Agricoltura industriale, i danni per la Sicilia

PALERMO – Tradizioni di millenni, tecniche di produzione sedimentate nella cultura e nel territorio della nostra isola, che potrebbero in breve svanire nel nulla e rimanere nel ricordo a causa dell’introduzione selvaggia dei sistemi industriali.
Un patrimonio, quello dell’agricoltura siciliana, che va invece salvaguardato e difeso, perché diventi base per uno sviluppo sostenibile e rispettoso delle nostre radici. “Il modello di agricoltura industriale ha danneggiato un patrimonio e un’identità che la Sicilia sta tentando di recuperare con produzioni di eccellenza come la pesca di Leonforte e la rivalutazione di antiche coltivazioni come i grani antichi di Sicilia, peraltro apprezzate anche da un punto di vista gastronomico”. Lo ha detto Rosa Giovanna Castagna presidente regionale della Cia Sicilia, nel corso del suo intervento, al convegno “Un nuovo strumento per la salvaguardia della biodiversività e degli habitat siciliani” a Palazzo dei Normanni. Un incontro per rimarcare la necessità, sia a livello istituzionale che da parte dei privati di percorrere la strada della valorizzazione dei prodotti tipici, eredità e patrimonio da conservare ed accrescere.
“E la Sicilia – ha evidenziato Castagna – non può che sostenere un progetto che miri alla tutela del proprio territorio: è infatti la regione con la più alta percentuale di produzioni biologiche e ben 247 siti della direttiva Habitat di Natura 2000 che mira a garantire il mantenimento a lungo termine degli habitat naturali e delle specie di flora e fauna minacciati o rari a livello comunitario”.
Anche la comunità europea abbraccia e sottoscrive l’intenzione di salvaguardare le tradizioni dei singoli Paesi, e per la Sicilia ha previsto diverse misure che la supportino. “I fondi comunitari per le politiche agricole – ha continuato Castagna – danno segnali di attenzione importanti: il nostro Psr ha una misura, la 4.4.b, dedicata alla preservazione della biodiversità e sono molti gli agricoltori custodi che svolgono un lavoro appassionato e fondamentale per il futuro della nostra agricoltura”.

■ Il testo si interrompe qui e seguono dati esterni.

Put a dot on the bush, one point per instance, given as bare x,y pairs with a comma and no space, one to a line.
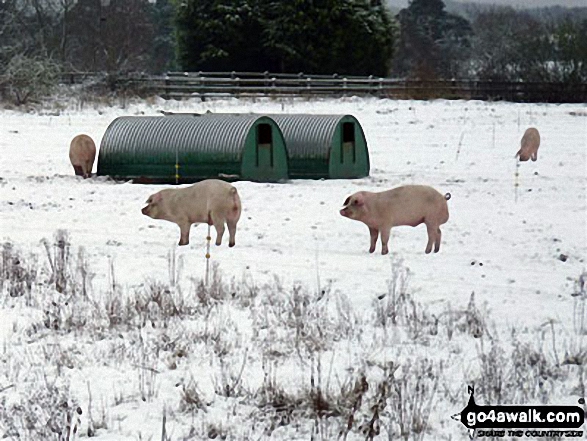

Fondamentale, quindi, proteggere non solo le tecniche di coltivazione, ma le stesse tipologie di coltivazioni, che possono soffrire per l’introduzione di nuove piante e coltivazioni.
“Le vicende legate al Punteruolo rosso ci hanno costretti a vedere praticamente annullato il nostro consistente patrimonio palmicolo; la Tristeza o ciò che sta accadendo in Puglia con la Xylella o ancora i rischi gravissimi per il patrimonio apistico derivanti da dall’Aethina Tumida. Tutto questo – ha aggiunto la Castagna – ci impegna a tenere altissima l’attenzione sui rischi di importazione di fattori di danneggiamento del nostro patrimonio silvo-faunistico”.
L’analisi svolta non può che portare all’individuazione di ciò che è prioritario per l’agricoltura siciliana e tutto ciò è possibile attraverso la collaborazione di esperti di diverse discipline che possono costruire un quadro più ampio e variegato all’interno del quale poter lavorare in termini di efficienza e risultato che sia economico e culturalmente accettabile.
 

 
Ora si pensa ad un osservatorio multidisciplinare
 
Proprio nell’ottica di preservare la tradizione della produzione agricola, e considerati i diversi fattori esterni che possono colpire questo sistema, la Cia sta pensando con gli addetti ai lavori di mettere in piedi un Osservatorio mutidisciplinare. “In questo contesto, un Osservatorio multidisciplinare è indubbiamente fondamentale ed il principio di precauzione è certamente uno strumento utile che, se applicato con tempestività, può prevenire enormi danni alle nostre colture, fermo restando – ha ancora evidenziato la presidente siciliana della Cia – che qualsiasi azione che punti al rispetto dell’ambiente ed alla tutela del nostro patrimonio e che coinvolga quindi attivamente gli agricoltori non può prescindere dal principio di dignità reddituale per gli stessi”. Da considerare che oltretutto la Sicilia è sempre più regina proprio della produzione del biologico in Italia, una vera garanzia per il consumatore. Non solo. Questo modello di produzione è senza dubbio una risposta alle tre crisi odierne: ecologica, economica e alimentare. A parlare le circa 8 mila aziende che sono certificate e fanno produzione biologica: anche questo un aspetto da tutelare e salvaguardare.